Ce type, Bernard, a débarqué dans son camping-car gargantuesque. Face au groupe interdit, il est descendu de la cabine, comme un pilote de ligne après avoir survolé l'Océan Pacifique, même lunettes, même posture, même sourire Colgate. D'un coup d'œil, Cyanne a guetté la réaction des deux dames. Madeleine et Rosa se pâmaient devant ce quinquagénaire hippie, velu, aux airs d'un George Clooney bon marché. Il a dit :

Bonjour, excusez-moi de vous déranger.

Madeleine et Rosa ont secoué la tête en chœur, pour montrer qu'il ne les dérangeait pas du tout.

Je cherche un endroit où poser mon camping-car pour les vacances. Quelques jours, histoire de dépanner.

Madeleine et Rose ont acquiescé d'un même chef.

Un type au PMU m'a parlé d'une certaine Madeleine.

C'est moi ! s'est-elle écriée avec un pas en avant. C'est moi, Madeleine.

Je...

Vous pouvez rester, ce terrain est à la communauté !

Ainsi, c'était acté. Cyanne a échangé un regard discret avec Loup, il a haussé les épaules avec nonchalance. Cyanne s'est résolue à accepter qu'ici, les choses se déroulent sans logique ni prudence. On accueille les inconnus et on vit sans souci du lendemain. On aurait pu lui annoncer que les gens autour d'elle ne sont pas réels, que ce sont tous des automates inventés par un savant fou qui se sentait seul – non, ça, c'est Professeur Layton et l'étrange village... – Cyanne aurait trouvé cette explication plus sensée.

Pour fêter l'arrivée d'un nouveau venu dans le camp – de nouveaux venus, paraît-il, car Bernard aurait deux filles à sa charge – ils ont pris l'apéro. Méthode très franco-française de sceller un pacte, une union, une décision. Bernard a déplié l'auvent et installé la table de pique-nique en plastique, la bleue, avec les sièges intégrés à l'armature. Il a sorti le Ricard et un Côteaux du Layon. Face ce séduisant inconnu, les bonnes résolutions de Madeleine ont volé en éclat, elle a bu l'alcool qu'elle se refusait en temps normal. Les femmes ont pris du blanc, les hommes du jaune, et Cyanne a pensé que Marion s'insurgerait de la division des genres aussi inscrites dans les corps.
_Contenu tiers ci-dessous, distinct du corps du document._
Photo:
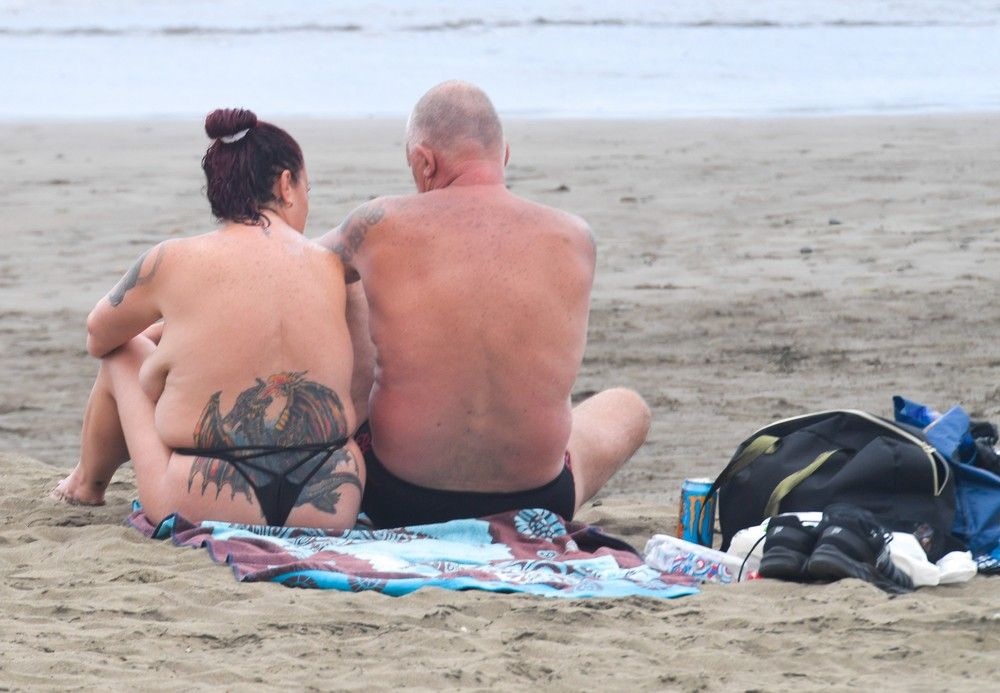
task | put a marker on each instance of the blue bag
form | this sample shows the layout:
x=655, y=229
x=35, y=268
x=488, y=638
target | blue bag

Tout de long, Madeleine et Rose ont battu des cils et ri à gorge déployée. Cyanne a observé le spectacle avec amusement et intrigue. La séduction existait toujours passé la jeunesse. Parfois, elle l'oubliait. Elle a interpellé Loup, laissant les vieux à leurs mièvreries. C'est ainsi que le sujet est venu par hasard :

Faut que je te pose une question.

Vas-y, l'a encouragé Loup.

Tu dis que tu es parti en mer à 4 heures ce matin, mais on s'est vu à 7 heures du matin. Tu veux me dire que tu n'as pêché que trois heures ?

Les mathématiques de la situation la dérangeaient. Cyanne est trop pointilleuse, Marion le lui reproche souvent. Mince, enfin, elle discute avec les marins-pêcheurs, sur son terrain de recherche, ces hommes et ces femmes reviennent éreintés, en début de soirée. Trois heures de pêche, enfin, c'est ridicule ! Sauf si on est un oiseau. Sauf si on a le pouvoir de se transformer en oiseau...

Je n'ai pas pêché, je suis en vacances.

Sourcil levé. Le mystère s'est épaissi.

Qu'est-ce que tu fais en mer si tu es en vacances ?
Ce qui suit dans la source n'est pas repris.